The runway lights sat in their rows, never changing, only witnessing. When she arrived, they offered safety and direction stretching out like open arms, welcoming her home. My arms had to wait while she collected her baggage, but then held her close as I inhaled her scent. My son pulled in 24 hours later and my two younger boys crowed with delight. After nearly two years of different schedules, all of my children were under one roof.
I cleaned and cooked, shopped and baked, preparing for Thanksgiving, while my children talked, laughed and reconnected. Amps, guitars both electric and acoustic, a saxophone and the piano created a cacophony of sound as they entertained each other with their talents. Occasionally a recognizable tune worked its way thru the noise, but I wouldn’t have cared if they took out the pots and pans and banged them. My children were home, together, and each strummed string, each plunked note, each toot of the horn filled the holes in my heart formed by their absence.
My mind became a camera, taking snapshots and videos: the four of them sitting around joking, all of us window shopping, the looks of anticipation on their faces while deciding on which piece of chocolate to buy, and their silly, childlike antics as they played at the toy store even though they’re much too old. Each moment carved a new memory on my heart. I drank them in, their smiles, their smells, their sounds, everything about them. I wanted to capture these memories and store them and pull them out when they go back to their lives.
Years ago I had to learn how to give her up a little bit at a time. Divorce, visitation schedules, holidays spent without her; each of those moments tested my strength and ability to endure. My heart broke each time we spent holidays apart and I longed for the next year. This year I watched as the four of them crossed the street. She held hands and swung arms with her brothers. They were only going to the toy store, but as they walked away, I glimpsed the future. It won’t be long before my boys head out into the world like their sister and these times together will become increasingly rare and precious.
This year I’m scooping up these moments like fallen leaves and putting them into a big pile. I’ve covered them with a tarp to protect them from scattering. When missing them becomes more than I can stand, I want to crawl under the tarp and surround myself with their joy and laughter.
This week flew past, ending much faster than it began. Suitcases crowd the foyer and the noise changed from excited silliness to tense moments filled with unsaid goodbyes. Christmas might only be weeks away, but schedules are different, obligations weigh in, and the calendar promises not to cooperate. I made sure my tarp of memories was secure before I headed off to the airport to let go once again.

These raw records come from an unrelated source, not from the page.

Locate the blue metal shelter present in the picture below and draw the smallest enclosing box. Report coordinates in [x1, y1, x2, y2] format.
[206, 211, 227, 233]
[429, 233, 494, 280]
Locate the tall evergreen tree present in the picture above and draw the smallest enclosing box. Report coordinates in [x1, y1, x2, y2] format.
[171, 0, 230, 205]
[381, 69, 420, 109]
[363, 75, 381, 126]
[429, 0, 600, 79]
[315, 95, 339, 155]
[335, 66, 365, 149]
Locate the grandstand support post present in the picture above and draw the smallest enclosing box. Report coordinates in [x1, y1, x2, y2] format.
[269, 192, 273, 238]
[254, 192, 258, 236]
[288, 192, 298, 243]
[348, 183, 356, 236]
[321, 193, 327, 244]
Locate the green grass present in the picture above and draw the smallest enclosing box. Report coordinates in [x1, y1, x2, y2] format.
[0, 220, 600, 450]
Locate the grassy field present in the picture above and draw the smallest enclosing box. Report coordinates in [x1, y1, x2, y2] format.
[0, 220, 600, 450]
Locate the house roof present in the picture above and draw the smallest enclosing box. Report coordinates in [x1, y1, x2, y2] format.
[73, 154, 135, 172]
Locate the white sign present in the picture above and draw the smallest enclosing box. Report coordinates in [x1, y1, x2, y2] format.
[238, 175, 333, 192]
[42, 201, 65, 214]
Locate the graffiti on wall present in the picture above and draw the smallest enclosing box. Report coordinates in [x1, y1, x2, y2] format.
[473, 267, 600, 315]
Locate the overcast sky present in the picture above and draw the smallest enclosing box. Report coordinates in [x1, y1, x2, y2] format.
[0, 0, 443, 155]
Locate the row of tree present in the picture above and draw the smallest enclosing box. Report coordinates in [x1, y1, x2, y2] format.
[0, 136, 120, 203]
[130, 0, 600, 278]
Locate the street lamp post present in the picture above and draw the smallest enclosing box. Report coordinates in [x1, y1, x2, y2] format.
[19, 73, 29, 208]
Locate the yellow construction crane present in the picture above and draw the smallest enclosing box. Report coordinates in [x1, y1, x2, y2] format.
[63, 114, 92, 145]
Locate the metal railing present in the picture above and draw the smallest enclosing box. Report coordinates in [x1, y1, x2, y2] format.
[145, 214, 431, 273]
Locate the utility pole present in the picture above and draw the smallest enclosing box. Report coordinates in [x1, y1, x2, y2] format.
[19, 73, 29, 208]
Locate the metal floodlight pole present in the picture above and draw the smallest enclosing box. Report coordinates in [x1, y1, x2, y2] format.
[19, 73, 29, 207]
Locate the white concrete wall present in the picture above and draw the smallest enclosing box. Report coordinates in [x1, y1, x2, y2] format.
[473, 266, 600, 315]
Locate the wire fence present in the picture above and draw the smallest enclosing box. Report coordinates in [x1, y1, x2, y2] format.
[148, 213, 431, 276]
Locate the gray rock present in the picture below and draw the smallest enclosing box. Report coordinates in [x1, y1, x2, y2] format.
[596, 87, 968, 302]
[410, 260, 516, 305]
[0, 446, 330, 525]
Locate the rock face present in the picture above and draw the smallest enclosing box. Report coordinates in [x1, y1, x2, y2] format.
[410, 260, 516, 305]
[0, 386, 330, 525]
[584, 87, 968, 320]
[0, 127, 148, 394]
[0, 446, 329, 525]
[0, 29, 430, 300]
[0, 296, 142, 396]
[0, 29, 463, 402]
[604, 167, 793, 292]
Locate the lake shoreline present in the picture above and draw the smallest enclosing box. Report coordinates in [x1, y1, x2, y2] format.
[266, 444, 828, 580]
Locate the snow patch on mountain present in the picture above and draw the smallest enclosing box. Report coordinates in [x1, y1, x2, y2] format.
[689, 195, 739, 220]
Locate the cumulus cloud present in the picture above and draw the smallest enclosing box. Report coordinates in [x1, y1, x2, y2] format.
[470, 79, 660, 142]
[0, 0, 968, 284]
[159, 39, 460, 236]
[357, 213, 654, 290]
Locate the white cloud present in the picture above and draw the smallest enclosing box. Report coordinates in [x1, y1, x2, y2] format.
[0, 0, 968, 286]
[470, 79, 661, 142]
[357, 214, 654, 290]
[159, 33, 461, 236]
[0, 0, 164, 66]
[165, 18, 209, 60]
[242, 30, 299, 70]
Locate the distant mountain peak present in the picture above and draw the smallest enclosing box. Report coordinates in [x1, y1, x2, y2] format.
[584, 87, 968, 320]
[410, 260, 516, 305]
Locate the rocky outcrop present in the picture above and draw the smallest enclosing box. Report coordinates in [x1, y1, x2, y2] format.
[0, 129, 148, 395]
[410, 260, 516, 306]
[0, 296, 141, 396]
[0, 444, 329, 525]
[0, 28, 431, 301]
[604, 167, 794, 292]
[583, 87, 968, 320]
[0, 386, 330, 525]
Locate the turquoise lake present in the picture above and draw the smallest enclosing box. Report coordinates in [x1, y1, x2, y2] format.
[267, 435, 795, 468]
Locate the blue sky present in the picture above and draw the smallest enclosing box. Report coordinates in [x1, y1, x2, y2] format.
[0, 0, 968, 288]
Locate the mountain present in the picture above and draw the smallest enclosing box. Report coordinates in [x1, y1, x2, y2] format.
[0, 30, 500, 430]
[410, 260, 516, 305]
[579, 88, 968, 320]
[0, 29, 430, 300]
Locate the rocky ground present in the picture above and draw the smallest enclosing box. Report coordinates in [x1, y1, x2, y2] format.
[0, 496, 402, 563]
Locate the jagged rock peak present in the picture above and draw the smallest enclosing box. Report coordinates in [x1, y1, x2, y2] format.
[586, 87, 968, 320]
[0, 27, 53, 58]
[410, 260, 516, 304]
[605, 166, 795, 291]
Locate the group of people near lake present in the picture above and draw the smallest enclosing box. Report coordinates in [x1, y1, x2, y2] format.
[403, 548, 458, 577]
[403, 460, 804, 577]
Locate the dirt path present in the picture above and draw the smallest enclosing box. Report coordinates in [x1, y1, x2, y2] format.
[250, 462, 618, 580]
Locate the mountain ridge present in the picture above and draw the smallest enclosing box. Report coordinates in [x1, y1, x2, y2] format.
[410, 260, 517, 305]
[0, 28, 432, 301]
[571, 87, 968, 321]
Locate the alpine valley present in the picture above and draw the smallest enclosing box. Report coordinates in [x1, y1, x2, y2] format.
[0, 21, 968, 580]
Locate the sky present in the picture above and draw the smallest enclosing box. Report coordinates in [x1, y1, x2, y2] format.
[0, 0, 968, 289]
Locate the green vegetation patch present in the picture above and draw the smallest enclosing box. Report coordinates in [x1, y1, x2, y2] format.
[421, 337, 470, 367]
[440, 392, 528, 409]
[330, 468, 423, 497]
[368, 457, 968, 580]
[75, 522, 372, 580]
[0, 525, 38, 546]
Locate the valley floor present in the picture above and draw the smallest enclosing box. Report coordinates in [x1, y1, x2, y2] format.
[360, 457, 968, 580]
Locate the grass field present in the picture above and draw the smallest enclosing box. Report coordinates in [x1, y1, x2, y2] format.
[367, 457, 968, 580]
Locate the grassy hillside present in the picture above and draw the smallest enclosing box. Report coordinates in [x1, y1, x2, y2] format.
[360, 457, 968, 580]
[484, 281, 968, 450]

My arms held her close, knowing I’d see her in a few weeks, knowing her schedule didn’t accommodate her brothers’, knowing we all wouldn’t be together for Christmas; other parents, other schedules, other obligations. I breathed her in and kissed the top of her head, opening my arms to let her go again. I steeled myself for the pang of loss knowing I’d have to do let go again in just a few hours when her brother headed back to school.
The runway lights waited, sitting in their rows, never changing, only witnessing. Their out stretched arms guiding her away…
but I had Thanksgiving. I had five glorious days with all four of my children at home. I had noise and smells and laughter. I had chaos, disarray, and love. And now I have a tarp filled with memories. I only need to lift the edge back and crawl inside to have Thanksgiving again.